Notas falsas já foram falsamente atribuídas a políticos de Camarões, Rússia e Haiti; leitores enviaram boato ao número (11) 99263-7900

Alessandra Monnerat e Caio Sartori

02 de abril de 2019 | 19h02

Ex-presidente e senadora Cristina Kirchner é uma das mulheres que ocupam cargo no Congresso argentino Foto: EITAN ABRAMOVICH / AFP

Um vídeo que mostra uma grande pilha de dinheiro parcialmente queimado já foi falsamente atribuído a políticos da Rússia, do Camarões e do Haiti e, agora, está circulando no WhatsApp com acusações contra a ex-presidente e senadora da Argentina Cristina Kirchner. Na verdade, trata-se de uma instalação do artista espanhol Alejandro Monge.

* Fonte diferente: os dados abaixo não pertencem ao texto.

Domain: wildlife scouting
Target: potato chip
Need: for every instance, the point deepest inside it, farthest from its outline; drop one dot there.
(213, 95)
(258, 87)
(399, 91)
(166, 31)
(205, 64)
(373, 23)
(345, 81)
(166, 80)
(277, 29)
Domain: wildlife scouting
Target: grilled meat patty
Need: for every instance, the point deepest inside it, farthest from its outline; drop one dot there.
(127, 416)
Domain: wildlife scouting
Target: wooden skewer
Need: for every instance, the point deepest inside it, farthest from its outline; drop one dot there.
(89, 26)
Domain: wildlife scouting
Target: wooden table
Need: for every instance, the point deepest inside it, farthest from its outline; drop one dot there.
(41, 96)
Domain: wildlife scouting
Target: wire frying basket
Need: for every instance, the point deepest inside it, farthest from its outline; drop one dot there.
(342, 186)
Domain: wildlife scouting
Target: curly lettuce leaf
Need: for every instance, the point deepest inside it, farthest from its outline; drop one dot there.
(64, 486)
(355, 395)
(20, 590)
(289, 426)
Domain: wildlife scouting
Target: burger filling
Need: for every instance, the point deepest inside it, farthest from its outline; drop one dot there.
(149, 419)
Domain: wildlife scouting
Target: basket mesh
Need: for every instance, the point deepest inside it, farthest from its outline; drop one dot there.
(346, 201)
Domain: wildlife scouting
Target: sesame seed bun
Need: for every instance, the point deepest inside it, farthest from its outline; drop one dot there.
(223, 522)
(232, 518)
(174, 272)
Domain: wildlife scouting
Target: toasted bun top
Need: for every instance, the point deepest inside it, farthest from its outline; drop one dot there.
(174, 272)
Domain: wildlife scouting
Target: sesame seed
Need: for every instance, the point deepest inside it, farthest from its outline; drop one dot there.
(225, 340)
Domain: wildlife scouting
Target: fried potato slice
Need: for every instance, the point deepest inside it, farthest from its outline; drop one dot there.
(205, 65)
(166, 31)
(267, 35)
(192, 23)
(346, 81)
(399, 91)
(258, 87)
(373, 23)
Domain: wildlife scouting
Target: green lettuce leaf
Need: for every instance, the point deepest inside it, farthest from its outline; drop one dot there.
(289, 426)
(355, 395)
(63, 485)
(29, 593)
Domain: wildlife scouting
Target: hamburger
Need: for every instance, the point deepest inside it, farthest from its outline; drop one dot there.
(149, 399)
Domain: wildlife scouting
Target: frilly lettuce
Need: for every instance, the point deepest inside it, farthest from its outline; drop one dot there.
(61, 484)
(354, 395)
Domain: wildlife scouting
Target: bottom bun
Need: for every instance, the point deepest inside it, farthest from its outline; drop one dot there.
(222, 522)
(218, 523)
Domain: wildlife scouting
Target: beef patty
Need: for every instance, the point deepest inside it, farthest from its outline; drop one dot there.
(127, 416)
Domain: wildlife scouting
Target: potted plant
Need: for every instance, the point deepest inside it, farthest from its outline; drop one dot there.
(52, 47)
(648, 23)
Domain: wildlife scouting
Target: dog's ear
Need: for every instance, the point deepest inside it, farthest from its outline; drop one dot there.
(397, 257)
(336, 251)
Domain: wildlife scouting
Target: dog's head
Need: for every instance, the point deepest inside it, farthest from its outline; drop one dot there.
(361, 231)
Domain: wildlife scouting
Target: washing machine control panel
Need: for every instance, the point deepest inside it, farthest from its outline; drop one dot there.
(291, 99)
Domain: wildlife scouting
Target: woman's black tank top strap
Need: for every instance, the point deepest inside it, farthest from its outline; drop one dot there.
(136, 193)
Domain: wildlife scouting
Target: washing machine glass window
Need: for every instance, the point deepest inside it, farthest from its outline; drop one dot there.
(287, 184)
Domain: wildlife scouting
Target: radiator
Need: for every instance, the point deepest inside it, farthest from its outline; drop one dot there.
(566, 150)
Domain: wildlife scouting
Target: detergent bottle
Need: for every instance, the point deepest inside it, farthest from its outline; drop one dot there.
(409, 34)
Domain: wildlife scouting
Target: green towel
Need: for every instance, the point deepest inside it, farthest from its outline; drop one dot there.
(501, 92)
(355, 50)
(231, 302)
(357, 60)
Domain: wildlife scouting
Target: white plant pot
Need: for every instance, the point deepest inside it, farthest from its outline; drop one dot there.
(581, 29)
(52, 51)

A gravação tirada de contexto foi enviada por leitores do Estadão Verifica ao número (11) 99263-7900 e também foi publicada no Facebook, onde teve quase 50 mil visualizações desde sábado, 30. O vídeo original foi feito por um visitante da mostra Art Madrid, na Espanha, em fevereiro de 2018.

Para saber se a filmagem já havia sido publicada antes, usamos a ferramenta de verificação de vídeo InVid. Com ela, é possível fazer pesquisa reversa de imagens do vídeo (veja como usar). Dessa forma, encontramos vários registros que ligavam a suposta pilha de dinheiro ao senador russo Rauf Arashukov, ao político haitiano Youri Latortue e a figuras públicas de outros países.

Assim como na versão que aponta ligação com Cristina Kirchner, esses boatos internacionais dizem que os acusados de corrupção haviam tentado queimar as notas antes que elas fossem encontradas pela polícia.

O site de fact-checking The Observers, da França, também verificou essa desinformação. Os jornalistas franceses falaram com o artista Alejandro Monge, que informou que o dinheiro visto no vídeo não é de verdade — as notas foram pintadas à mão para a escultura “Sonho Europeu”, que tem três metros de altura.

Ao The Observers, Monge disse que primeiramente ficou lisonjeado com a viralização de sua obra de arte — por ter enganado tanta gente, o artista entendeu que fez um trabalho realista. No entanto, ele declarou que depois ficou assustado e não queria ser associado a casos de corrupção. Monge esclareceu que a instalação é um “comentário sobre a sociedade moderna e sobre como tudo gira ao redor do dinheiro”.

O site Boatos.Org também checou essa desinformação.